Being the adventurous young man that he
was, Picasso was most attracted to the works of contemporary illustrators
such as Toulouse-Lautrec, who captured the excitement of the city in his
swiftly executed drawings of the cabaret. This influence can be seen in the
many cartoons and drawings which Picasso made of his trip, including the
present work in which he depicts himself surrounded by a raucous group of
friends after a visit to the Exposition Universelle. In this drawing, we see
Picasso leaving the show, accompanied by his girlfriend Odette (Louise
Lenoir), and joining them to his left are his friends, the artists Ramon Pichot,
Miguel Utrillo and Carlos Casagemas, and Germaine Gargallo, who would
eventually marry Casagemas. These were the major players with whom
Picasso gallavanted about the city, and some of the first people to inspire his
art as an adult.
Femme au chapeau is an imaginative and abstracted
depiction of Picasso’s legendary mistress, Dora Maar,
from 1938, which is estimated to sell for $4/6 million.
Picasso met Maar, the Surealist photographer, in the
autumn of 1935 and became enchanted by the young
woman’s powerful sense of self and commanding
presence. In the eight years that followed, Maar was
Picasso’s principal model and the subject of some of his
most iconic portraits. The present work was painted in
1938 at the height of their relationship and on the brink of
tumultuous political upheaval in Europe. As this work must have been
invested with a great deal of personal meaning, Picasso kept it in his private
collection for the remainder of his life.

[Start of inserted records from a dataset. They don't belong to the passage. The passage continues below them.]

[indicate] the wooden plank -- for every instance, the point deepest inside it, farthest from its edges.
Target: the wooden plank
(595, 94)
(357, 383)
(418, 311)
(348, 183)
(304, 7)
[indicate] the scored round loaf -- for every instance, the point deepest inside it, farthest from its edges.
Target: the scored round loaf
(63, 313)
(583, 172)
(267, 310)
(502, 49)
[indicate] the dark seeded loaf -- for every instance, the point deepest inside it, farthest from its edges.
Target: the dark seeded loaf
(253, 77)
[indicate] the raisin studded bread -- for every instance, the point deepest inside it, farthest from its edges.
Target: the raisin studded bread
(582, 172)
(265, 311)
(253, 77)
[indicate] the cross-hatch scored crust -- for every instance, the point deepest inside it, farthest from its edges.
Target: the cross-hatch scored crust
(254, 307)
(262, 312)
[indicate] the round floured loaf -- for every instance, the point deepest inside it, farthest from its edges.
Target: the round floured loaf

A late work by Picasso, Mère aux enfants à l’orange is
another highlight. Painted in 1951, this large canvas
depicts Picasso’s mistress Françoise Gilot with their two
children, Paloma and Claude. By the late 1940s Picasso
had already won an overwhelming amount of global
recognition and was no longer in need of the tireless selfpublicizing that had distracted him from his family as a
young man. As he entered his sixties the artist attempted
to integrate the obligations of his public and private life,
and his artistic focus noticeably shifted towards spirited
depictions of his young children at play and often accompanied by their
mother. The present work, painted at the family home in Vallauris, provides a
colorful insight into the artist’s familial life and his fascination with his children.
The painting is estimated to sell for $3/5 million.
Consigned by the Estate of Ogden Phipps is Claude
Monet’s Fleurs dans un pot (roses et brouillard), one of the
artist’s elegant compositions of a floral still-life – a subject
which enabled the him to apply his newfound Impressionist
techniques to an indoor subject. Painted in 1878, this
composition demonstrates the innovative manipulation of
color that Monet had originally developed for painting the
effects of light and shadow en plein air. Although scenes of
cultivated gardens and flowers in situ appeared in some of
the artist’s earliest paintings of landscapes, it was not until
1878 that the subject of a single vase and bouquet entered Monet’s
repertoire. The present work, along with three others that he completed
during that year, is one of his first explorations of this motif, and demonstrates
the delicate charm of a subject that has captivated collectors for centuries.
The painting is estimated to sell for $3/4 million.